There is access to the castle at the only point where its hill is connected with the surrounding mountains; where some ancient and noble sycamores, the remains of an avenue, add much to the picturesque effect of the building. While its extent is such as to be adequate to the grandeur of the landscape by which it is surrounded, its forms are picturesque in a high degree; and it is in that precise state of ruin which is sufficient to add to its beauty and interest, without destroying its importance. From the very narrow area around it, the views are fearfully sublime; while it is also impossible to quit its walls but for a few yards, without the risk of being hurled into the unknown depths of the surrounding valley. So steep is the declivity all round, that the eye sees not the slope of the ground on which it is standing; looking down on a dark and interminable chasm between the opposing woods, and striving in vain to penetrate those deep recesses which even the light of day reaches not. A frightful chasm in the hill itself, guarded by an outwork, appears once to have served the purpose of giving access to the water below. It is called Kemp's Score, and still bears some marks of a staircase. It is said that Castle Campbell was originally called the Castle of Gloom, and that these lands were given by a Bishop of St. Andrew's to an Earl of Argyll, as a reward for his assistance in a dispute respecting precedency with the See of Glasgow.
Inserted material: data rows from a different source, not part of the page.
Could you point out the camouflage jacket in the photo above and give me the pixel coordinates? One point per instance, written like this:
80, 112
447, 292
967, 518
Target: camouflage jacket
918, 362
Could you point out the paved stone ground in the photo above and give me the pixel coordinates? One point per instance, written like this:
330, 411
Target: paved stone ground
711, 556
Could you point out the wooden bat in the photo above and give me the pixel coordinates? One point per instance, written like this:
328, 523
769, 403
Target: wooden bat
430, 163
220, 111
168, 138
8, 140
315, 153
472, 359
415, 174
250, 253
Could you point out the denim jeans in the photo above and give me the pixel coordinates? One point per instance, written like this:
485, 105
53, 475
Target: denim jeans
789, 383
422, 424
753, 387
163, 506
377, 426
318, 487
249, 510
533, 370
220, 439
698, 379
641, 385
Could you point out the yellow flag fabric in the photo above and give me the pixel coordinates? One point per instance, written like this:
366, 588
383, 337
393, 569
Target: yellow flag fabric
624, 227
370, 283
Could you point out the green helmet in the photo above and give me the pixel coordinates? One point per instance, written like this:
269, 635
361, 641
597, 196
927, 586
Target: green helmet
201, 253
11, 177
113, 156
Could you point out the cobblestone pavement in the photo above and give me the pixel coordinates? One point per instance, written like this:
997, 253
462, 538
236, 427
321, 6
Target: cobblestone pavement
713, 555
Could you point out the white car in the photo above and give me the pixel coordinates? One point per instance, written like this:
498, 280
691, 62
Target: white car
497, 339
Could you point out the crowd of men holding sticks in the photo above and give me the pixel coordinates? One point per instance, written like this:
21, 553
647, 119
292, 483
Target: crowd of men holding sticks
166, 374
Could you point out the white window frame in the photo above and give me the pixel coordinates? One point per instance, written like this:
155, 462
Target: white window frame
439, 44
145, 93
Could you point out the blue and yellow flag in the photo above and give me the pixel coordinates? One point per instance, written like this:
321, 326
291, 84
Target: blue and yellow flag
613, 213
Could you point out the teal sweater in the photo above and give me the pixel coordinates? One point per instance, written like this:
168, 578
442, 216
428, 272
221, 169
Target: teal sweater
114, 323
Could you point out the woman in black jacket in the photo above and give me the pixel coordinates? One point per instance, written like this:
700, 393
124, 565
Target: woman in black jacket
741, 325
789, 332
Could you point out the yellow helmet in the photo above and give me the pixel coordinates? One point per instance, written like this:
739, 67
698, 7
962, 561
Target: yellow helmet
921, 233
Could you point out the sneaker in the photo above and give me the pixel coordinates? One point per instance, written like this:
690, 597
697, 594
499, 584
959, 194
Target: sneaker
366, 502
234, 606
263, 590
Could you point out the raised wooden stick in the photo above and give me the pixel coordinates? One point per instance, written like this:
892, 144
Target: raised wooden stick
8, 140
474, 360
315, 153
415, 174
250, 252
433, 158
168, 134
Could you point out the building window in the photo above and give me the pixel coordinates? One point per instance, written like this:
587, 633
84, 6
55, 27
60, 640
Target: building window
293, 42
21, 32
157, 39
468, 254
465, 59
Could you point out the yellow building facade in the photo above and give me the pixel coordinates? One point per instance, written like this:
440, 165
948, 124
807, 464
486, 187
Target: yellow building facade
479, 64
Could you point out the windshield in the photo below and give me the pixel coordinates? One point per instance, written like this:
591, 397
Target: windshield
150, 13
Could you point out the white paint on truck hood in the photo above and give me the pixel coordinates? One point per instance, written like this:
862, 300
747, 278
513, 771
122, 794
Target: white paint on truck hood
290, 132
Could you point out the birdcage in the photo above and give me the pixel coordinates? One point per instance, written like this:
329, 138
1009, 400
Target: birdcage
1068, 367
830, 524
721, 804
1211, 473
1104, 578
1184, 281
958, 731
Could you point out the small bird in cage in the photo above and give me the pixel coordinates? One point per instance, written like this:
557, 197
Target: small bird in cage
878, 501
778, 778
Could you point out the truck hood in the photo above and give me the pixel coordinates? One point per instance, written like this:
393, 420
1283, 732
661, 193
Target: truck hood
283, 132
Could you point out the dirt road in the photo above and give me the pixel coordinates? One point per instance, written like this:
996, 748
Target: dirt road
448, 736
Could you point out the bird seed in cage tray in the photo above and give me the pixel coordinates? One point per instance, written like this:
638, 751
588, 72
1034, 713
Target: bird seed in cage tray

The date of the building is, however, uncertain, though the estate was possessed by the Campbells in 1465. In 1644 or 5, it was burnt by Montrose; since which it has remained a ruin."

We should be ashamed of giving such copious quotations, were it not, that the very nature of the work forbids analysis, and the author's style is so lively that it will be read with far greater interest than any thing we could say. The following amusing sketch of a Highland inn will serve as our excuse :—

"When you hear Peggy called, as if the first vowel was just about to thaw, like Sir John Mandeville's story, and when you hear Peggy answer, co-ming, you must not prepare to be impatient, but recollect that motion cannot be performed without time. If you are wet, the fire will be lighted by the time you are dry,—at least if the peat is not wet too. The smoke of wet peat is wholesome; and if you are not used to it, they are, which is the same thing. There is neither poker nor tongs; you can stir it with your umbrella: nor bellows; you can blow it, unless you are asthmatic: or what is better still, Peggy will fan it with her

petticoat."Peggy, is the supper coming?" In time comes mutton, called chops, then mustard, by and bye a knife and fork; successively, a plate, a candle, and salt. When the mutton is cold, the pepper arrives, and then the bread, and lastly the whisky. The water is reserved for the second course. It is good policy to place these various matters in all directions, because they conceal the defects of Mrs. Maclarty's tablecloth. By this time the fire is dying; Peggy waits till it is dead, and then the whole process of the peats and the petticoat is to be gone over again. It is all in vain. "Is the bed ready?" By the time you have fallen asleep once or twice, it is ready. When you enter, it is damp: but how should it be dry in such a climate? The blankets feel so heavy, that you expect to get warm in time. Not at all: they have the property of weight without warmth, though there is a fulling mill at Kilmahog. You awaken at two o'clock, very cold, and find that they have slipped over on the floor. You try to square them again, but such is their weight, that they fall on the other side; and at last, by dint of kicking and pulling, they become irremediably entangled, sheets and all, and sleep flies, whatever King Henry may think, to take refuge in other beds and other blankets.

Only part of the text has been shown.